To diagnose pituitary insufficiency, it is necessary to test all hormones produced by the pituitary and those produced by the target glands these hormones are aimed at. To test for a possible gonadotropin deficiency, LH, FSH, testosterone (in men) and estradiol (in women) should be measured first, and eventually prolactin, GnRH (gonadotropin-releasing hormone) in a second step and, in men, perform a spermiogram.To evaluate a possible thyroid hormone deficiency, the TSH and the thyroid hormones fT3 and fT4, and possibly the TRH (thyrotropin releasing hormone, or thyrotropin releasing hormone), should be measured. basal adrenocorticotropic hormone (ACTH) dosage and after stimulation and basal cortisolemia dosage at 8 am and after night suppression test with 8 mg of dexamethasone Growth hormone deficiency (GH) is tested by performing the insulin stimulus test and GHRH (GH-releasing hormone) stimulation tests with arginine (GHRH + arginine) or with pyridostigmine (GHRH + pyridostigmine)The execution of CT of the skull and sella turcica or of MRI (magnetic resonance imaging) are also fundamental in radiological diagnostics.
The therapy of pituitary gland insufficiency is linked to the type and extent of pituitary secretion deficiency, and aims to make up for specific hormonal deficiencies pharmacologically. Specifically, the deficiency of ACTH secretion, and therefore the adrenocortical insufficiency that consequently, it is compensated with corticosteroid therapy, usually one of the following:
- cortisone acetate (cortone acetate) at the starting dosage of 25 mg in the morning + 12.5 mg in the evening
- prednisone (deltacortene) at a dosage of 5 mg in the morning + 2.5 mg in the evening
The deficiency of TSH, and therefore of thyroid hormones, is compensated with the replacement therapy with levothyroxine (Eutirox or Tirosint the most common trade names) at the initial dosage of 1.2-1.5 µg / kg every day. it is compensated in women with estrogen-progestogen therapy, and in men with testosterone therapy or with testosterone esters administered intramuscularly or transdermally.
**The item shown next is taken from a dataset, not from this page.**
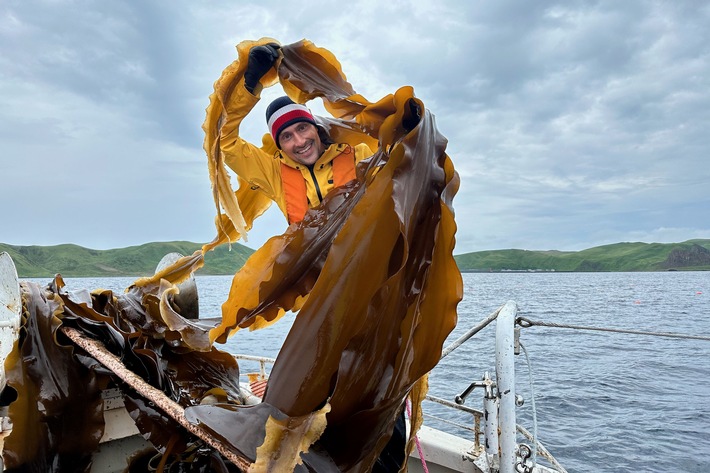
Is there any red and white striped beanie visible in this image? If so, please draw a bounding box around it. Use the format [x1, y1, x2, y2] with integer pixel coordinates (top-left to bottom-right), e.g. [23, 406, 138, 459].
[266, 95, 317, 149]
Growth hormone deficiency is treated with recombinant hGH.
People with hypopituitarism treated correctly they can make eyesight fairly similar to that of people with normal pituitary function. Nevertheless, the reduced tolerance to stress and the presence of frequent comorbidities, that is, concomitant diseases, are factors that can somehow justify the reduction in the average life expectancy that characterizes people with pituitary insufficiency. The fundamental thing to do in any degree of hypipotuitism is to rely on a valid endocrinologist who follows the course of the disease over time and who can recommend the most appropriate diagnostic and therapeutic procedure.